Récemment le Centre gai et
lesbien a sollicité mon témoignage quant à ses 20 ans, un appel à voyager dans
ma mémoire, quasi concomitant à la lecture d’un article de Minorités[1] consacré à une exposition sur les cinq premières années du sida à New York.
Se souvenir !
Pour beaucoup de pédés et de
gouines, l’interminable séquence mariage pour tous fut pénible en raison notamment du déversement
massif de boues homophobes qui l’accompagna. Brutal ou larvé, il fut quasi
quotidien sur près d’une année. Qu’il nous ait pris par surprise ou confirmé
nos pires intuitions, peu d’entre nous peuvent prétendre ne pas en avoir été
affectés.
Et le mardi 23 avril, tandis que
l’Assemblée votait ce fameux texte au sujet duquel il y a tant à redire, une
partie de la pédalerie française un œil sur ses écrans, l’autre sur les réseaux
sociaux, échangeait en direct ses sentiments.
Soulagement, satisfaction,
émotion. Larmes pour certains. Et pas toujours de bonheur. Dans l’ombre de cet
instant, se tenaient de nombreux témoins disparus.
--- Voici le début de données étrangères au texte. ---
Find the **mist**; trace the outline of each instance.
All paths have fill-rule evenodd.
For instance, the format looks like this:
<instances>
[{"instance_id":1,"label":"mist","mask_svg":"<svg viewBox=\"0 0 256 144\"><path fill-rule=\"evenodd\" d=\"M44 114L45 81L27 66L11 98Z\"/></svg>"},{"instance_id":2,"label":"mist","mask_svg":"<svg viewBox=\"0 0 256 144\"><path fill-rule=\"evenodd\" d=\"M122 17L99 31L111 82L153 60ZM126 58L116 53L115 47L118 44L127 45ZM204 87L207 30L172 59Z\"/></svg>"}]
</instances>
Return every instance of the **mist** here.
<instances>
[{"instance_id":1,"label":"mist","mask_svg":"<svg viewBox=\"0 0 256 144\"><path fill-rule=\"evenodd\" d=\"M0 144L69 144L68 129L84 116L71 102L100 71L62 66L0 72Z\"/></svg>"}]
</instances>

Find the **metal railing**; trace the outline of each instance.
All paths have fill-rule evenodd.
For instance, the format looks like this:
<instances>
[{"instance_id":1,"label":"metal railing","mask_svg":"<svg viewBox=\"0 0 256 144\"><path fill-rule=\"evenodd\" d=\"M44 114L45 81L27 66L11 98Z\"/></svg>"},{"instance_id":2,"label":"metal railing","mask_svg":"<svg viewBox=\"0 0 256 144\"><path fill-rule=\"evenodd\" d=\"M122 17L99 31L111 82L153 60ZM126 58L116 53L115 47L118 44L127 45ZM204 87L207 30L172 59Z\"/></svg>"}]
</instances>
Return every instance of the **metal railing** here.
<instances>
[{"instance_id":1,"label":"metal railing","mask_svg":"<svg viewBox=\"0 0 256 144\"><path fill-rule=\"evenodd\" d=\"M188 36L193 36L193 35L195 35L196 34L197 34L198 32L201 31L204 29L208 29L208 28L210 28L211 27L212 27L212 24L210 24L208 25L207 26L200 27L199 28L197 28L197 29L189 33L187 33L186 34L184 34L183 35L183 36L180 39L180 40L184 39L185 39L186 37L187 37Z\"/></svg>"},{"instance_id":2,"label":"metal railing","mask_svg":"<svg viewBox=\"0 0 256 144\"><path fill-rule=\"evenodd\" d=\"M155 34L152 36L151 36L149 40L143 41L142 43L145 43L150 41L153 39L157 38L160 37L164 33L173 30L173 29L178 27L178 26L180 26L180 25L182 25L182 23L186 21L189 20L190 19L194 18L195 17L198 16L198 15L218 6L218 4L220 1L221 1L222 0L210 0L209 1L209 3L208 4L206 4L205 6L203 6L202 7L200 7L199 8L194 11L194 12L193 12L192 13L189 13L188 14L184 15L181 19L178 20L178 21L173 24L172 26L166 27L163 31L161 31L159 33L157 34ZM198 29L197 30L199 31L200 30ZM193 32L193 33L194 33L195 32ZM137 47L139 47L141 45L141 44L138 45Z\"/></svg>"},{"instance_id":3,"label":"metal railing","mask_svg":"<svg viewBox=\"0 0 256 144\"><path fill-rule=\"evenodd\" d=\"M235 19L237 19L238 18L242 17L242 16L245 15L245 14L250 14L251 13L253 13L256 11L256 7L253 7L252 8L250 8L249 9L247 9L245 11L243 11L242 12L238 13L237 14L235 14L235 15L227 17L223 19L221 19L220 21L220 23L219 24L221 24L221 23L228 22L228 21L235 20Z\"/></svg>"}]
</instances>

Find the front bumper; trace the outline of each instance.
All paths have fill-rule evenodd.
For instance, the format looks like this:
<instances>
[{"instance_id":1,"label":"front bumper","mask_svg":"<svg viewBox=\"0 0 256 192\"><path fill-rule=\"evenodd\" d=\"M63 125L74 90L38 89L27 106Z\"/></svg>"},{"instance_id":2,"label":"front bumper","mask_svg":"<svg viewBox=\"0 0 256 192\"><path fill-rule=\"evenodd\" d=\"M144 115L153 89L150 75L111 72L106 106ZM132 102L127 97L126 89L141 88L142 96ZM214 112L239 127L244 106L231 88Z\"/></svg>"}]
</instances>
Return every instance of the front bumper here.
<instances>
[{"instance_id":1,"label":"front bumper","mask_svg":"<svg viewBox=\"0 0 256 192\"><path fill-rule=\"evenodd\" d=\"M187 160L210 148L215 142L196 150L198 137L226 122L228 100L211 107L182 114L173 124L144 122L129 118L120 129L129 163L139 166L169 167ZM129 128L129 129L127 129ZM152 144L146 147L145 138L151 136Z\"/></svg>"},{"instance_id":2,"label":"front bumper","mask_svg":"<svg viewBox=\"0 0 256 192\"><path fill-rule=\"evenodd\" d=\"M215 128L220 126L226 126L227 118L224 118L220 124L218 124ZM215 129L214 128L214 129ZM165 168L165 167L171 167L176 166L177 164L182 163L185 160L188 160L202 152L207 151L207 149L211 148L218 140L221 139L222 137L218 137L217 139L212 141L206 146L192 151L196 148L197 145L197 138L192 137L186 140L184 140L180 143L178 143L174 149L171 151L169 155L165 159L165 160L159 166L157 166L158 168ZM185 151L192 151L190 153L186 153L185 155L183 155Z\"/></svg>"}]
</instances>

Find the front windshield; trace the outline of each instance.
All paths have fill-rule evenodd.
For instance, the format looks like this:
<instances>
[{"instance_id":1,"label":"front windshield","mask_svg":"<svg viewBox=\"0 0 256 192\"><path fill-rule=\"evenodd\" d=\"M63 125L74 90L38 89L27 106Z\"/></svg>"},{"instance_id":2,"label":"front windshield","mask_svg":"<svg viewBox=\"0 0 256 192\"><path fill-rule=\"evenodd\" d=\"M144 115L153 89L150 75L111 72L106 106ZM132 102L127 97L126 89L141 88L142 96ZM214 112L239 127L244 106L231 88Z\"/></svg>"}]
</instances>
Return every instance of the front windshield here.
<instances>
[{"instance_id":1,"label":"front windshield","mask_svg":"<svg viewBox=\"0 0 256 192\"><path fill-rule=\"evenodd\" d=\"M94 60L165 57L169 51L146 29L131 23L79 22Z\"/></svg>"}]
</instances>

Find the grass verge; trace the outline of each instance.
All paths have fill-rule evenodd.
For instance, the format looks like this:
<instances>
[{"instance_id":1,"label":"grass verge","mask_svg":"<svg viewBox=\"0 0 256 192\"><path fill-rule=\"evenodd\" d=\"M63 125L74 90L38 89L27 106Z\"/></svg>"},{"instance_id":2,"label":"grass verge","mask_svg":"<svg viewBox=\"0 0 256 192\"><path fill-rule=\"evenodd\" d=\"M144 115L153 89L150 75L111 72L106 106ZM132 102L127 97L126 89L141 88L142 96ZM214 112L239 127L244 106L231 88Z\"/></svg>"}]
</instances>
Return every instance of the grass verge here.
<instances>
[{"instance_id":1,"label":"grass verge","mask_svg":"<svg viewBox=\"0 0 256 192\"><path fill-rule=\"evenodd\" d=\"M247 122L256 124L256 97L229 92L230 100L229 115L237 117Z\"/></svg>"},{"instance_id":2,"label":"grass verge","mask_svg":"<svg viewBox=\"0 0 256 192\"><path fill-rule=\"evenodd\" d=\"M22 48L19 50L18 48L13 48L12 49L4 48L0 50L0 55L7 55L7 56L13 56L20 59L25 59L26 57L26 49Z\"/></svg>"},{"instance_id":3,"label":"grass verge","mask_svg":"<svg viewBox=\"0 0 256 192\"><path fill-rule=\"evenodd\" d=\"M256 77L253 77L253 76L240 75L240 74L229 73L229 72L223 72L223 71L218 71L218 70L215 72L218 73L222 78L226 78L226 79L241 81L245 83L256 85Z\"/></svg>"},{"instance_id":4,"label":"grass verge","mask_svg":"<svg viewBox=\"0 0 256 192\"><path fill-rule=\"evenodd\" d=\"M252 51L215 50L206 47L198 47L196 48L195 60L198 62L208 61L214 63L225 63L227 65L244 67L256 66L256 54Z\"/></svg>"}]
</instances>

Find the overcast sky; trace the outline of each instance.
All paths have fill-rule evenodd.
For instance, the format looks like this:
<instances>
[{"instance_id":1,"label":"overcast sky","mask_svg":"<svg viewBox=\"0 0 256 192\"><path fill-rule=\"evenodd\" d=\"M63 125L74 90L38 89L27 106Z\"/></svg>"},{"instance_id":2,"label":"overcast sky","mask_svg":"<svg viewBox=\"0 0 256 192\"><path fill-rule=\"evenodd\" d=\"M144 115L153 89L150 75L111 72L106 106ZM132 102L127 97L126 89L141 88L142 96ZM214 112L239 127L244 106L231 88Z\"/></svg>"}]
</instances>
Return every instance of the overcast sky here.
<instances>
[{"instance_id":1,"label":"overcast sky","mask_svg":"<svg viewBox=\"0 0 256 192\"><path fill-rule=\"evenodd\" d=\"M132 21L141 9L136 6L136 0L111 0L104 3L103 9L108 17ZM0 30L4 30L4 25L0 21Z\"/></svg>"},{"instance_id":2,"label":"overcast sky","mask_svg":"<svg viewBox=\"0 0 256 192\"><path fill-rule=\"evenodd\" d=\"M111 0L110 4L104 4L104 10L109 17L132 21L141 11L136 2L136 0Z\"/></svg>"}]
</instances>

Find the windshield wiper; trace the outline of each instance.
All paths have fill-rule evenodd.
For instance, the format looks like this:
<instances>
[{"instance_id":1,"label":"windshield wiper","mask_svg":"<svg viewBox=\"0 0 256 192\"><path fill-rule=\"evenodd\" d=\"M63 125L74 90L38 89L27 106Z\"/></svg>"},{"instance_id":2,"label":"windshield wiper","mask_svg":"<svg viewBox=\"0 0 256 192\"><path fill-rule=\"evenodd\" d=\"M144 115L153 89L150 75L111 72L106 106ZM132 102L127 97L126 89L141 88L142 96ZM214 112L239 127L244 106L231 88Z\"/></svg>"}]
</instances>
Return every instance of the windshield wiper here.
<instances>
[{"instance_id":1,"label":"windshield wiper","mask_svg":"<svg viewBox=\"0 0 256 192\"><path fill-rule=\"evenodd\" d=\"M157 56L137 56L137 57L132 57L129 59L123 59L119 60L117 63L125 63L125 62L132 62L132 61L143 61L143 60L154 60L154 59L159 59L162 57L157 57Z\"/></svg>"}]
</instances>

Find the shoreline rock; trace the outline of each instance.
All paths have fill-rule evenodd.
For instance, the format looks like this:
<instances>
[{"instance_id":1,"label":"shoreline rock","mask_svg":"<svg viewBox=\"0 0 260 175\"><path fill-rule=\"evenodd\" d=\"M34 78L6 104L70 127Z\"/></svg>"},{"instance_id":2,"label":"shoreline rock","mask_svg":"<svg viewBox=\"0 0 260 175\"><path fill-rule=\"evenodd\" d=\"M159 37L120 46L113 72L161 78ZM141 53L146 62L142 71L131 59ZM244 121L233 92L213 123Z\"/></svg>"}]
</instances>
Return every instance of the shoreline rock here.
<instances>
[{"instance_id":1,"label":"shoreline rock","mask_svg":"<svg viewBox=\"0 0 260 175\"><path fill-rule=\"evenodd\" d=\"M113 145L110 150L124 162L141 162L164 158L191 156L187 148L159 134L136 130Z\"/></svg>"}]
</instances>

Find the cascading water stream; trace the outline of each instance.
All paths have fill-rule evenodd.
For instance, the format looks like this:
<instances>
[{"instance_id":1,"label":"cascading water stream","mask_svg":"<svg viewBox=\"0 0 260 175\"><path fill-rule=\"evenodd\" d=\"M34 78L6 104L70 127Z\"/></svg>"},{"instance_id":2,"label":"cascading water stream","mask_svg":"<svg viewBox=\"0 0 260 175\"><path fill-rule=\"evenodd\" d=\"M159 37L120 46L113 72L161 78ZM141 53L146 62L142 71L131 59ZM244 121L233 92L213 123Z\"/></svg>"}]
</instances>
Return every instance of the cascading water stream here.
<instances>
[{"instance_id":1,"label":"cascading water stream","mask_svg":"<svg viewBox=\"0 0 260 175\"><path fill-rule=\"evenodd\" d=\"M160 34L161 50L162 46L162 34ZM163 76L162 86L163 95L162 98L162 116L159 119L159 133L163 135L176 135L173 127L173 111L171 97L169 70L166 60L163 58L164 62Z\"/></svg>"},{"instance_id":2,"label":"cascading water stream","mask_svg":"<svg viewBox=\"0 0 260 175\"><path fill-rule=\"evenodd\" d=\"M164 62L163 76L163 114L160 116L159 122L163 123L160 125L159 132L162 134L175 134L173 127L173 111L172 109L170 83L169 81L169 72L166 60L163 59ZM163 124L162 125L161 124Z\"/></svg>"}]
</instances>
Cette victoire, car à n’en
pas douter, c’en était une, ses opposants l’ont voulu ainsi, n’aurait jamais
été possible sans leur courage, leur volonté de se battre et leur refus du
silence. Je veux parler des premiers militants contre le sida. Je veux parler
de nos morts.
Leur absence nous déchire
toujours le cœur. Et le silence qui entoure leurs combats est une insulte à la
bravoure dont ils ont fait preuve. Aux souffrances endurées. Aux victoires
qu’ils ont remportées. Aux droits qu’ils ont conquis.
Il y avait ce 23 avril, dans ces
échanges pudiques de souvenirs, une dimension intime bien sûr, personnelle,
mais aussi la conscience d’une douleur commune. Si difficile à extérioriser. Au
point d’en négliger parfois que nous n’avons pas le droit de laisser le voile
de l’oubli ensevelir ces hommes et ces femmes qui de leur vivant ont refusé
qu’on les emmure dans la dissimulation.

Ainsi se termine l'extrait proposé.